I have been a user of various 3DDC’s. The current ones that I still use either professionally at work or at home are Blender, Cinema4D, LightWave, Modo, and now I am learning Houdini.
In the past I also used Max quite a bit. But I stepped away from AutoDesk a long time ago (14 years now).
The foremost advantage of Cinema4D has always been its interface. Its outliner is pleasant to work with. It has a logical workflow, and of course MoGraph. The GUI is very configurable.
But the workflow is also (and I agree with @pixelerator here) rather clunky and inefficient. Yes, some things are really easy and effective. But modeling certainly is not its strong suit.
And the main issue with C4D’s development has always been that the developers would introduce a brilliant new feature for the time, but then allow to let it whither.
For example, Body Paint was forward thinking for its time. But it never got the attention it deserved, and at some point Substance and other competitors took the throne in the industry. Maxon could have been Substance, if they had poured even a little bit of development effort into it. Alas.
Same with sculpting, same with modeling, same with UV tools, same with particle effects, and worse:
Same with the built-in physical render. When you buy into Cinema4D, you effectively are also forced to get a third-party render engine, because Physical Render is severely outdated and slow as heck.

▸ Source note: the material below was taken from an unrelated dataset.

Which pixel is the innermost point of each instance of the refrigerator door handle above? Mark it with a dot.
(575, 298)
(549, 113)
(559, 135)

It means you will have to pay extra on top of an already quite hefty upkeep to get a decent competitive rendering option. Redshift is the obvious choice, but even RS STILL isn’t completely integrated into their own Cinema4D package.
And then there’s another recurrent thing with Cinema4D: when new features are finally introduced, most are never considered production ready yet (Maxon will stated this with geometry nodes, with Pro-Render, with the new capsule feature now).

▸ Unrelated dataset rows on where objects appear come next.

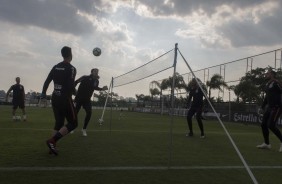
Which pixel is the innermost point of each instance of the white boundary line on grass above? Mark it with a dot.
(120, 130)
(132, 168)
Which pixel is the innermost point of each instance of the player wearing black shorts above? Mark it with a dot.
(63, 76)
(195, 108)
(18, 98)
(88, 83)
(272, 110)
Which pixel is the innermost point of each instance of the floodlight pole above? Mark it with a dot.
(172, 104)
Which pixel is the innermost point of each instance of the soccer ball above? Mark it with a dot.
(97, 51)
(18, 118)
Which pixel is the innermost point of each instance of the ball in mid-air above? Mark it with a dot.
(97, 51)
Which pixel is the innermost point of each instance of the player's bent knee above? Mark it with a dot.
(71, 126)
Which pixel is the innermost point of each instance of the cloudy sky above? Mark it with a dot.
(130, 33)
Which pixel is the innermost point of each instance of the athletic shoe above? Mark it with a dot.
(190, 134)
(280, 149)
(84, 132)
(52, 146)
(264, 146)
(24, 117)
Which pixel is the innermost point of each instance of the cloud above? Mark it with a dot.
(60, 16)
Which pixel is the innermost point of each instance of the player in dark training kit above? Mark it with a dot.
(272, 110)
(88, 84)
(63, 76)
(18, 98)
(196, 107)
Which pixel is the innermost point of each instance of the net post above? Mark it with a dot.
(172, 105)
(102, 116)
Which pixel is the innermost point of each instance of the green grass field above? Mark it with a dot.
(134, 150)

It gives you the feeling that C4D is in a perpetual state of beta-ness. With Pro-Render they invested time, energy, and cost and decided to discontinue PR, even though it had never been properly integrated in the first place.
Now, C4D is a nice package. But I am unsure what Maxon management’s intention is with their new direction. It seems they want to offer a simplified Houdinized Cinema4D, which might work.

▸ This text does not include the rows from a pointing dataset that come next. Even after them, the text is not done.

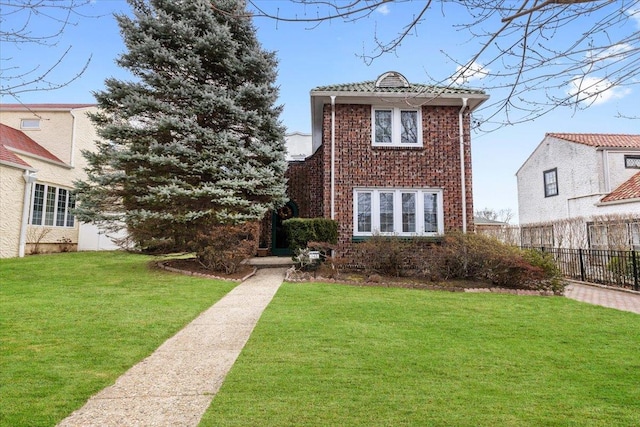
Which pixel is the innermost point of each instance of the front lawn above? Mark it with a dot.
(327, 355)
(70, 324)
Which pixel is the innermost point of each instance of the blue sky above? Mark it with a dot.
(329, 54)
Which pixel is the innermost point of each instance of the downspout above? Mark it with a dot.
(333, 156)
(463, 180)
(73, 140)
(29, 178)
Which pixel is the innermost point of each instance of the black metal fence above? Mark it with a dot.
(607, 267)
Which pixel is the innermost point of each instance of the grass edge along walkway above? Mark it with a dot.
(72, 323)
(339, 355)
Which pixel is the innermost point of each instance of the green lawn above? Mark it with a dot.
(70, 324)
(329, 355)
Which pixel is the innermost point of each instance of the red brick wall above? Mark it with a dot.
(358, 164)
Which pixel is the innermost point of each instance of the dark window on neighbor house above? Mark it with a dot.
(51, 206)
(632, 162)
(551, 182)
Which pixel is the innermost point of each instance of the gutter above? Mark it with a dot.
(463, 183)
(333, 156)
(73, 139)
(29, 178)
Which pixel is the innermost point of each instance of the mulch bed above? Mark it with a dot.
(192, 267)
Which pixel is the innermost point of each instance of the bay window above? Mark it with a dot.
(51, 206)
(404, 212)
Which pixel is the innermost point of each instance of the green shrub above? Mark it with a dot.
(224, 247)
(301, 231)
(483, 258)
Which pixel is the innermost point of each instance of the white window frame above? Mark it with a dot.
(548, 183)
(30, 124)
(51, 217)
(397, 211)
(396, 125)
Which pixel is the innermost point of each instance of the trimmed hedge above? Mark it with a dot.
(301, 231)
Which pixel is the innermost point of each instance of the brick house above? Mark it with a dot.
(389, 157)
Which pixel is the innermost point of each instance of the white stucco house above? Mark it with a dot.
(40, 158)
(588, 176)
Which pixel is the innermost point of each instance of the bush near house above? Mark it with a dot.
(301, 231)
(458, 256)
(224, 247)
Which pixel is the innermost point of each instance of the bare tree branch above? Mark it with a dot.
(533, 56)
(21, 23)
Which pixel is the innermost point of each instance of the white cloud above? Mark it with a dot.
(595, 91)
(611, 53)
(468, 73)
(384, 9)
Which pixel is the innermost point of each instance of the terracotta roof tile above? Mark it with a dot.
(370, 87)
(629, 189)
(600, 139)
(11, 138)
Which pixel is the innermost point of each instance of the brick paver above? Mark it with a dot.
(620, 300)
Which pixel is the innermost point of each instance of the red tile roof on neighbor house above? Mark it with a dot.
(630, 189)
(600, 139)
(12, 141)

But since R17 the updates have been rather thin.
And for what is on offer, my opinion is that it is too expensive. I am only working with C4D because my work allows access to it, and for certain jobs I have to open files in it.
As a generalist hobbyist I would never invest in C4D, however. Blender is actually an improvement in many areas. Not all, of course. No 3d app is the holy grail.
Btw, since I am learning Houdini, couple of observations.
I really miss Blender’s viewport - Houdini’s viewport is rather limited. And Houdini’s GUI is pretty outdated in places. It feels old-fashioned, and convenient stuff that I am used to in Blender or C4D just isn’t available in Houdini. I think someone here mentioned it reminded them of 2.79 Blender. I feel that is true.
Which I found a tad surprising, since it is the industry standard tool for heavy-duty CG effects.
Sounds silly, but I want to run Houdini in full-screen mode and remove the top title bar. Can’t do it, though.
Tiem to learn to blow up things in Houdini.